Onwuachi includes this story and more in his new memoir, Notes From A Young Black Chef. The rising star in the celebrity chef world, Onwuachi received national recognition from a stint on Top Chef. In the book, he talks about that experience, working for some top restaurants in America and opening up his own restaurant. He also discusses his formative years, growing up in in a one-bedroom apartment in the Bronx, which he shared with his mother and sister.
“My mother was an accountant and she wanted to figure out a way to spend time with us while still taking care of the bills,” Onwuachi told NPR. “So she started a catering company from the house, and me and my sister became her first two employees.”

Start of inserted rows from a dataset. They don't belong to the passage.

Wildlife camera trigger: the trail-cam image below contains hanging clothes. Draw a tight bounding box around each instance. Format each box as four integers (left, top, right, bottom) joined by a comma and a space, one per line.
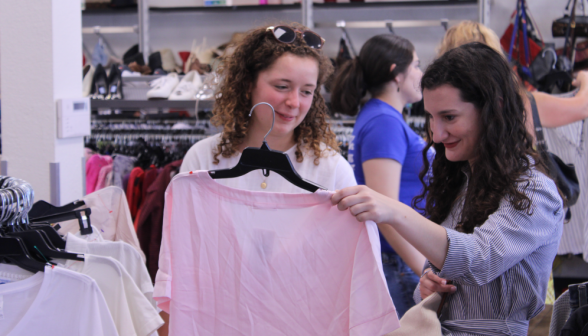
59, 187, 145, 260
86, 154, 112, 195
137, 160, 182, 282
112, 154, 137, 190
126, 167, 145, 220
95, 163, 112, 190
153, 171, 399, 336
65, 234, 157, 308
54, 254, 163, 336
0, 264, 119, 336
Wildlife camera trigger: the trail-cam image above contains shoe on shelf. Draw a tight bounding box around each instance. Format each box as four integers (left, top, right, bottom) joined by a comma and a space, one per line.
129, 62, 152, 75
92, 63, 108, 99
149, 51, 163, 75
106, 64, 123, 100
118, 64, 141, 77
169, 70, 202, 100
153, 69, 167, 76
147, 72, 179, 99
159, 49, 182, 72
82, 64, 95, 97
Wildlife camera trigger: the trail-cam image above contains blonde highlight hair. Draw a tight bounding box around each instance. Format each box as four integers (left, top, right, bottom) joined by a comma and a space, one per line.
437, 21, 504, 57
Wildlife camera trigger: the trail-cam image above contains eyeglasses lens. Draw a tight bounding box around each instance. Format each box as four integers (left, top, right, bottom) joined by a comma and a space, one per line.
302, 31, 323, 49
274, 26, 296, 43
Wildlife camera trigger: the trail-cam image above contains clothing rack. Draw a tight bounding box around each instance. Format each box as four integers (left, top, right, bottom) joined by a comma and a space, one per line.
0, 175, 35, 225
82, 25, 139, 34
315, 19, 459, 33
314, 19, 459, 57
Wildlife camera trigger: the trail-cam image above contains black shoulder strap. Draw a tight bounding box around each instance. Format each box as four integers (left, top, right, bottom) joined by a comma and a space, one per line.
527, 93, 547, 151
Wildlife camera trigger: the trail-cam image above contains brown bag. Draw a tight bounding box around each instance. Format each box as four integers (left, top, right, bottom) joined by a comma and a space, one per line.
551, 15, 588, 37
385, 293, 447, 336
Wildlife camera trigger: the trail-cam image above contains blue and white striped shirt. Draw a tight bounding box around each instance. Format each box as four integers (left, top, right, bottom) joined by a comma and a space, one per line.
415, 169, 564, 336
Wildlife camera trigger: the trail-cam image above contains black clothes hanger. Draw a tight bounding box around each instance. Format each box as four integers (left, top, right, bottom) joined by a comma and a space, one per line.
29, 200, 86, 219
208, 103, 326, 192
5, 230, 84, 261
0, 237, 46, 273
29, 208, 93, 235
29, 223, 65, 250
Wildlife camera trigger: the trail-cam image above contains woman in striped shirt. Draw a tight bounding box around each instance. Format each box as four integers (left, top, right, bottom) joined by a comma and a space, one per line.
332, 43, 564, 336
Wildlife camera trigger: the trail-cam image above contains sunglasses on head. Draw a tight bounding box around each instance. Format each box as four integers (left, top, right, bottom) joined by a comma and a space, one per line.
266, 26, 325, 49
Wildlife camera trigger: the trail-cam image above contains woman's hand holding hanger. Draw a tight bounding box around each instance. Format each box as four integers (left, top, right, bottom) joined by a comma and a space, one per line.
331, 185, 449, 276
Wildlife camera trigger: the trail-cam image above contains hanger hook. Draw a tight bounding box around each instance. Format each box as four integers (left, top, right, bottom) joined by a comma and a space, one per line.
249, 102, 276, 142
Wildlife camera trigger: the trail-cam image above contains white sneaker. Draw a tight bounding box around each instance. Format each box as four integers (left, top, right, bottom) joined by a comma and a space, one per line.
169, 70, 202, 100
147, 72, 179, 99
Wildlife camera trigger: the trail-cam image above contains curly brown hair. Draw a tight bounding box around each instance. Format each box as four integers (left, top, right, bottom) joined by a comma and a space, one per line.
211, 23, 339, 165
413, 42, 547, 233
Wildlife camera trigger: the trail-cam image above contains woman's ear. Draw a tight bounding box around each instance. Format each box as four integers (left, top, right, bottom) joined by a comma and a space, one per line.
390, 63, 396, 72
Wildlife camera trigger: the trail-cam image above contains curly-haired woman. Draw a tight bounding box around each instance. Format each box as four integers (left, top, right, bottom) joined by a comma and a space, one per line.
331, 34, 433, 317
332, 43, 564, 336
180, 24, 356, 193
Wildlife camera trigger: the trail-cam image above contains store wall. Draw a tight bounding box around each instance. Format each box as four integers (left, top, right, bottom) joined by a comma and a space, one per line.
83, 0, 580, 67
0, 0, 83, 205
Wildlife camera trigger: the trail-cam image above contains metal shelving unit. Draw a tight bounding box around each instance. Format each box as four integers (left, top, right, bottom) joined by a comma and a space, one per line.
90, 99, 214, 111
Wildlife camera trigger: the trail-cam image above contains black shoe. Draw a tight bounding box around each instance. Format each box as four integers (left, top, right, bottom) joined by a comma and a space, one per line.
92, 63, 108, 99
149, 51, 163, 75
106, 64, 123, 99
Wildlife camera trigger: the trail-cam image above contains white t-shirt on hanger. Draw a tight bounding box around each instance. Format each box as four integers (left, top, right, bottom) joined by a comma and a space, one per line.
59, 187, 145, 262
55, 254, 163, 336
180, 133, 357, 194
65, 234, 159, 309
0, 264, 118, 336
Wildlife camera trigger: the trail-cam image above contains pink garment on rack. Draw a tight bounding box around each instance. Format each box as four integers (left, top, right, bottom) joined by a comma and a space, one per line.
95, 164, 112, 190
86, 154, 112, 195
153, 171, 399, 336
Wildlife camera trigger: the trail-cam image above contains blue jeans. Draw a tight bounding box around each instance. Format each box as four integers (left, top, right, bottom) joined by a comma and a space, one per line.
382, 252, 420, 318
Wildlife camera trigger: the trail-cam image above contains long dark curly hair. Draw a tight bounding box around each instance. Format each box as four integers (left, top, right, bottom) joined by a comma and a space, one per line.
413, 43, 546, 233
211, 23, 339, 165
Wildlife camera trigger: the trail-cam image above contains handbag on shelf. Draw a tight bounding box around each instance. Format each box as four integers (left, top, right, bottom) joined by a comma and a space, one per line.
528, 94, 580, 213
551, 15, 588, 37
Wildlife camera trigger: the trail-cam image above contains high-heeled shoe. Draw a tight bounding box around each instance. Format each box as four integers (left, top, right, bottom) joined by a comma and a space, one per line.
106, 64, 123, 99
92, 63, 108, 99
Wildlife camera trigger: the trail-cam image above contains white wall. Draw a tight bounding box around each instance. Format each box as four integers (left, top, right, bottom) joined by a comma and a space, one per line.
0, 0, 83, 203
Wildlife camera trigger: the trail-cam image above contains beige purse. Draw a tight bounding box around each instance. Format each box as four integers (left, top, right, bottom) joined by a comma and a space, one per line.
385, 293, 447, 336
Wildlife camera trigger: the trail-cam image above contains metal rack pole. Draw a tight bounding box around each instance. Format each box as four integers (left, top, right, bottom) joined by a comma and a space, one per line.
137, 0, 150, 62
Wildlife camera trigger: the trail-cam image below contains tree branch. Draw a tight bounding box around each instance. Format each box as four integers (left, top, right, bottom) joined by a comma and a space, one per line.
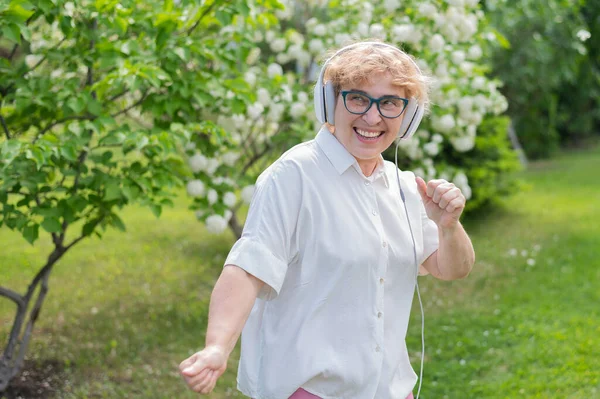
0, 113, 10, 139
111, 91, 148, 118
33, 115, 96, 143
0, 287, 23, 306
8, 43, 19, 62
106, 89, 129, 104
65, 234, 87, 251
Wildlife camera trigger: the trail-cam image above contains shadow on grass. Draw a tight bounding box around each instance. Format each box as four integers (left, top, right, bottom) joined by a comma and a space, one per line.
0, 359, 66, 399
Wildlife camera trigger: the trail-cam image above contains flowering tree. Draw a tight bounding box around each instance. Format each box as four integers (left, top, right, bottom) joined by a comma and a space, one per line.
0, 0, 277, 390
188, 0, 517, 236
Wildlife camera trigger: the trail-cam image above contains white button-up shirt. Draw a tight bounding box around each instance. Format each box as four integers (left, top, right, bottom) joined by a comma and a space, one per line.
225, 128, 438, 399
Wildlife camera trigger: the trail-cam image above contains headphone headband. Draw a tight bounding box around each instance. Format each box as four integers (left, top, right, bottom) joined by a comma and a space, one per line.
314, 42, 425, 139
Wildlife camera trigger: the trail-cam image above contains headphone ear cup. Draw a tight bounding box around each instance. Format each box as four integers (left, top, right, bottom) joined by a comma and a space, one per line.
398, 98, 425, 140
323, 82, 336, 125
313, 77, 326, 123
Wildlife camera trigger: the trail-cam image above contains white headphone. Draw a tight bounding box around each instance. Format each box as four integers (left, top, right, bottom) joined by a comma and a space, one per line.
314, 42, 425, 139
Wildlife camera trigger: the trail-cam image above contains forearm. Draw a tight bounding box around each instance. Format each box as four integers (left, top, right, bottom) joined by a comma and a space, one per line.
206, 265, 264, 355
436, 222, 475, 280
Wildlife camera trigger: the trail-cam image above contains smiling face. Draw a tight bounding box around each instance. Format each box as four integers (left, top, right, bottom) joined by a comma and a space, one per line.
333, 73, 405, 176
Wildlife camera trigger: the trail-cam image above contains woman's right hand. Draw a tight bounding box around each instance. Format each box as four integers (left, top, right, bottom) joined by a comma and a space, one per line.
179, 346, 229, 394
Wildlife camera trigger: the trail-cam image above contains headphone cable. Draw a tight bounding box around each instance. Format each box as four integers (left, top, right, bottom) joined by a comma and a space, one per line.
394, 139, 425, 399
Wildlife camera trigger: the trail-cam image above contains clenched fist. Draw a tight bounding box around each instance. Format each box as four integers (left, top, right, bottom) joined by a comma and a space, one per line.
179, 346, 228, 394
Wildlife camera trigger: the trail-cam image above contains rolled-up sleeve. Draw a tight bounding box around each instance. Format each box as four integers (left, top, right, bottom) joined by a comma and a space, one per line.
225, 160, 302, 300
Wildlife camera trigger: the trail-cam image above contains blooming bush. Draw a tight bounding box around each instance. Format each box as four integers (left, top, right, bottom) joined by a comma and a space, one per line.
189, 0, 517, 234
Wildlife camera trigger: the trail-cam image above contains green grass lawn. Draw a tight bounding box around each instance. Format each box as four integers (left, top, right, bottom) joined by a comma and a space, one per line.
0, 147, 600, 399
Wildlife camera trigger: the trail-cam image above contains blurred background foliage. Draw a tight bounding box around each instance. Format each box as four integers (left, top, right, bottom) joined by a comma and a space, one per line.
483, 0, 600, 158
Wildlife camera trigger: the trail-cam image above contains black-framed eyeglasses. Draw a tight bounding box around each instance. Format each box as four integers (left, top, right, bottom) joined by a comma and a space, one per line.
341, 90, 408, 119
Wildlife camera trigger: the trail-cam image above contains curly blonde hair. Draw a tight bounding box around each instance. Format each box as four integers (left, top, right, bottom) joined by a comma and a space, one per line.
323, 40, 431, 108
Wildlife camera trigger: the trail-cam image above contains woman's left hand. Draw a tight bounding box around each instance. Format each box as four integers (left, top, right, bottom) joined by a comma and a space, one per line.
415, 177, 467, 228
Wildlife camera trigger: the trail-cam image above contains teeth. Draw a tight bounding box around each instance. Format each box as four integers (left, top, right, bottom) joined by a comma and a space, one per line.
356, 129, 381, 138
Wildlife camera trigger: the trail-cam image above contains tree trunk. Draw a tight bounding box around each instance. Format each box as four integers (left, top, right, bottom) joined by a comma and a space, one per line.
0, 248, 65, 395
508, 120, 527, 168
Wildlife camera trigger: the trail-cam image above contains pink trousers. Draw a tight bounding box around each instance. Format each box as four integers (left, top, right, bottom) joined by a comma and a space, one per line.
290, 388, 414, 399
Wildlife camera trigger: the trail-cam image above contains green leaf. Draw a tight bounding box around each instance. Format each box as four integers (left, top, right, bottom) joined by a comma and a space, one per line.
149, 204, 162, 218
23, 224, 40, 245
104, 180, 123, 201
87, 99, 102, 116
2, 23, 21, 44
110, 213, 126, 231
123, 184, 141, 202
42, 217, 62, 233
81, 218, 100, 237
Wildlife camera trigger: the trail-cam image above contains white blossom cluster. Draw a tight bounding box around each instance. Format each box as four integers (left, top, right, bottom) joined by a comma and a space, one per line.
190, 0, 506, 231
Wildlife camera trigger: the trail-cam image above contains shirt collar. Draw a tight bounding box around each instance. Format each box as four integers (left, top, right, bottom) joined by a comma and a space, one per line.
315, 126, 389, 187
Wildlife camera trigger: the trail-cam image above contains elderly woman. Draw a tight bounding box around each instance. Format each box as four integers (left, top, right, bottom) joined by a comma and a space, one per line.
180, 42, 475, 399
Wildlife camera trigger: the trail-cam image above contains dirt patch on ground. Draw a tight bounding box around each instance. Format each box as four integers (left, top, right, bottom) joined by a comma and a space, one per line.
0, 360, 65, 399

Delicious food has always been a theme in Onwuachi’s life. His mother’s family is from Louisiana and Trinidad, and it’s no surprise that he brings bold Creole and Caribbean flavors to his meals. His father’s family is from Jamaica and Nigeria, where Onwuachi lived for two years as a child, NPR wrote.
“I was definitely veering off on the wrong path as a kid growing up in the South Bronx,” Onwuachi told NPR. So his mom sent him to Nigeria to live with his father’s family. “I spent a couple of years there, learning about my culture, my ancestors’ traditions that I wasn’t familiar with. And then inherently, I also learned a lot about cooking.”
His experiences as a child surrounded by food ultimately led him to top restaurants in New York City. – first, Per Se, and then Eleven Madison Park. It also led him to discover what really goes on in the kitchens of some of America’s most exclusive restaurants – including allegations of racism.